I read that novel at the age of twenty-one, and it made me regret the wasted years of Communion without confession, and of faith without charity. To be precise, it was the confession scene after the harrowing hellfire sermon that moved me. Young Stephen Dedalus has a visceral experience of the confessional that hits him to the bottom of his stomach, and the reader feels the same. Thomas Merton experienced something similar when he read Joyce. How strange it is that even his anti-clerical stuff can serve as a half-decent tool for evangelization. In school, I am sure that my class learned what the seal of confession meant from the Irish ballad “The Croppy Boy” (a favorite of Joyce’s), in which the title character is about to go fight in the rebellion of 1798. The boy goes to confession in a church, saying, “I bear no hate against living thing, / But I love my Country above my King.” Little does he know that the figure behind the grille is not a priest but a British officer, who arrests him forthwith. And by a strange twist, my own return to the sacrament of penance was occasioned by Piaras Béaslaí’s literary memorial of another doomed Irish patriot, not in 1798 but in 1922, not arrested in a confessional but snatched away unshriven on a dirt road.

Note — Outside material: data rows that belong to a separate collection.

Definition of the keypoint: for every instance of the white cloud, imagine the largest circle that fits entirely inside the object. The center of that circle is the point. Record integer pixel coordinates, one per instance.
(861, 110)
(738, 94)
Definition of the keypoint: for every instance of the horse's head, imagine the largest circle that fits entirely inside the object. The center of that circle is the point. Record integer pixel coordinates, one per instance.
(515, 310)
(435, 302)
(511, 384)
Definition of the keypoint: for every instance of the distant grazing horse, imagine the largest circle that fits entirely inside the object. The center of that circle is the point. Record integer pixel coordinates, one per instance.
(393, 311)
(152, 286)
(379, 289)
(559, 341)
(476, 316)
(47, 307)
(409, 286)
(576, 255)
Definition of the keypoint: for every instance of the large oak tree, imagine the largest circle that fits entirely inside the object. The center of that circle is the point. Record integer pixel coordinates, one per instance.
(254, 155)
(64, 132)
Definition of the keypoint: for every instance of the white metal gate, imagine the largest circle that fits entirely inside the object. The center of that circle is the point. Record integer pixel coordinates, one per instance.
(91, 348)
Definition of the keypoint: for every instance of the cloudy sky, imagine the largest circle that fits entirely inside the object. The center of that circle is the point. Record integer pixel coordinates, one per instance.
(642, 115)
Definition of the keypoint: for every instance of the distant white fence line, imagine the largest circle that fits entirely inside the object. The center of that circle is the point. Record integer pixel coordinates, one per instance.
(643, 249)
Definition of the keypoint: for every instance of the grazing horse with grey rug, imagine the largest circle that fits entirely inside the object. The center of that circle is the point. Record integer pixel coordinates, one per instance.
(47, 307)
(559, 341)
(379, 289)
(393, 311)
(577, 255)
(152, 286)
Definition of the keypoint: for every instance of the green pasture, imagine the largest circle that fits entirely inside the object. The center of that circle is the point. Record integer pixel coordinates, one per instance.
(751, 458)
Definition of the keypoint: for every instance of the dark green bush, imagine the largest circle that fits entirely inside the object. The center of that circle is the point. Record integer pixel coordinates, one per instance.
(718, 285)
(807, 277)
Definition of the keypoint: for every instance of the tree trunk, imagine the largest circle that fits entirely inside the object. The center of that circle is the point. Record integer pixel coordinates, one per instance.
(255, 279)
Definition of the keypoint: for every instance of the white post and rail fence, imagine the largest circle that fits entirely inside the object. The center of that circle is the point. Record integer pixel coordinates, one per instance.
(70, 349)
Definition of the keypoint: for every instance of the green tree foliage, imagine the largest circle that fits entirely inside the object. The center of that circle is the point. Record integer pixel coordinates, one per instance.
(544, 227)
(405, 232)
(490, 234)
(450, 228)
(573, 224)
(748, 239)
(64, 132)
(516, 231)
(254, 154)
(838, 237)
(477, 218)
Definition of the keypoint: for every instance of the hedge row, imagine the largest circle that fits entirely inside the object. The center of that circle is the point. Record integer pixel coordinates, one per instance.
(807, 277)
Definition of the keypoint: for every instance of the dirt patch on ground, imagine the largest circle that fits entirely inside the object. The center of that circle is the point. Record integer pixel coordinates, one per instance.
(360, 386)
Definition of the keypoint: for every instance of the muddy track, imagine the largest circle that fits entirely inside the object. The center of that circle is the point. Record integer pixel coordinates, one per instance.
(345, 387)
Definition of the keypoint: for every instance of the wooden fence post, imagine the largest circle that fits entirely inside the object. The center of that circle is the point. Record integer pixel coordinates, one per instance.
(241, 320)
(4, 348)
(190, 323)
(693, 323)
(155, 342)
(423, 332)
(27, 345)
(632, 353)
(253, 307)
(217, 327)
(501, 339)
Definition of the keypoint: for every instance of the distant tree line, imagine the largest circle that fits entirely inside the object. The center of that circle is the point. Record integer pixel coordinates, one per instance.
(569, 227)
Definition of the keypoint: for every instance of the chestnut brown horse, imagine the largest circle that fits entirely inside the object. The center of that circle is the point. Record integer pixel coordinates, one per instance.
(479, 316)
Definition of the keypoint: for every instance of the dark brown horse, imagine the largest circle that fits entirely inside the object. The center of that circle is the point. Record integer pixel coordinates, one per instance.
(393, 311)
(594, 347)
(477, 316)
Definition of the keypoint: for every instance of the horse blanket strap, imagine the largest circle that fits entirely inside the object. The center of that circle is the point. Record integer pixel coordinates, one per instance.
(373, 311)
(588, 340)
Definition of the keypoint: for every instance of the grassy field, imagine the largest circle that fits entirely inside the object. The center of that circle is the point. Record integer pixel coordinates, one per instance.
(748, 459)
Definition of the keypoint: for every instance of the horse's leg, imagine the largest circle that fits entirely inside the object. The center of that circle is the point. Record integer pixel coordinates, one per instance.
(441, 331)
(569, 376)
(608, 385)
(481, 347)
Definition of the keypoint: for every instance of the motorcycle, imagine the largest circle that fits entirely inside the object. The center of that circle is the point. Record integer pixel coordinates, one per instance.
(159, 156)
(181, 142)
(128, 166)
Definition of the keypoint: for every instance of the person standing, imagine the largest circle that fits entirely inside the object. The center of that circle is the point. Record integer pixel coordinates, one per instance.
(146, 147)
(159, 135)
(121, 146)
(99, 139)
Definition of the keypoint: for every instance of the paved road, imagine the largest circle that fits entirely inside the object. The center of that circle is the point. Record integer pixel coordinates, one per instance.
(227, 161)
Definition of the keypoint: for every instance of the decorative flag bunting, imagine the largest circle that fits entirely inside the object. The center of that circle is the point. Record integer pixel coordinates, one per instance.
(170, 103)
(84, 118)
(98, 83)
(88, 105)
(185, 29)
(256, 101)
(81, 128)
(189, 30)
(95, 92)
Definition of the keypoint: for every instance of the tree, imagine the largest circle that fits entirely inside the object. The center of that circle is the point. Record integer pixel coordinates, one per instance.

In 1965, an eyewitness of Collins’s death appeared on Irish television and told the whole story. When Collins was shot, the gunfire was so heavy that no one could cross over and come to Collins’s side for a quarter of an hour. He had no comrade by his side to whisper the prayer into his ear. By the time the ambuscade retreated, it was too late. Collins’s ear could receive no more gracious words, could receive into it nothing but clay. Was the story of the repentant squeeze of the dying general’s hand a tale told to comfort Kitty Kiernan? Was she lied to? Had I been lied to by Béaslaí? Had it been a lie told eighty years before that had inspired me to come to the truth in the sacrament of penance? Had a consoling falsehood about a man dying by the roadside encouraged me to pick myself up after having fallen by the wayside? If a past generation of Irish people needed to hear that Collins died penitent for its own peace of mind, then I needed to read that same account in order to make my peace with God.
Why is it such a dreadful thought to die alone? If there is not a priest at our side to whisper the words of absolution, dare we hope that the last sounds to strike our hammer, anvil, and stirrup might be the words of the Act of Contrition? Yet contrition should not be a sound in our ears but a truth in our heart and on our lips, not whispered in our ears by a friend but poured into our hearts by the Holy Spirit. No one in the Church truly dies alone. The Church herself says prayers of contrition for those who seem beyond all help. No such prayer is ever in vain, and perhaps even the sincere Act of Contrition made to the false minister by the pikeman of 1798 came to the succor of the fallen gunman of 1922.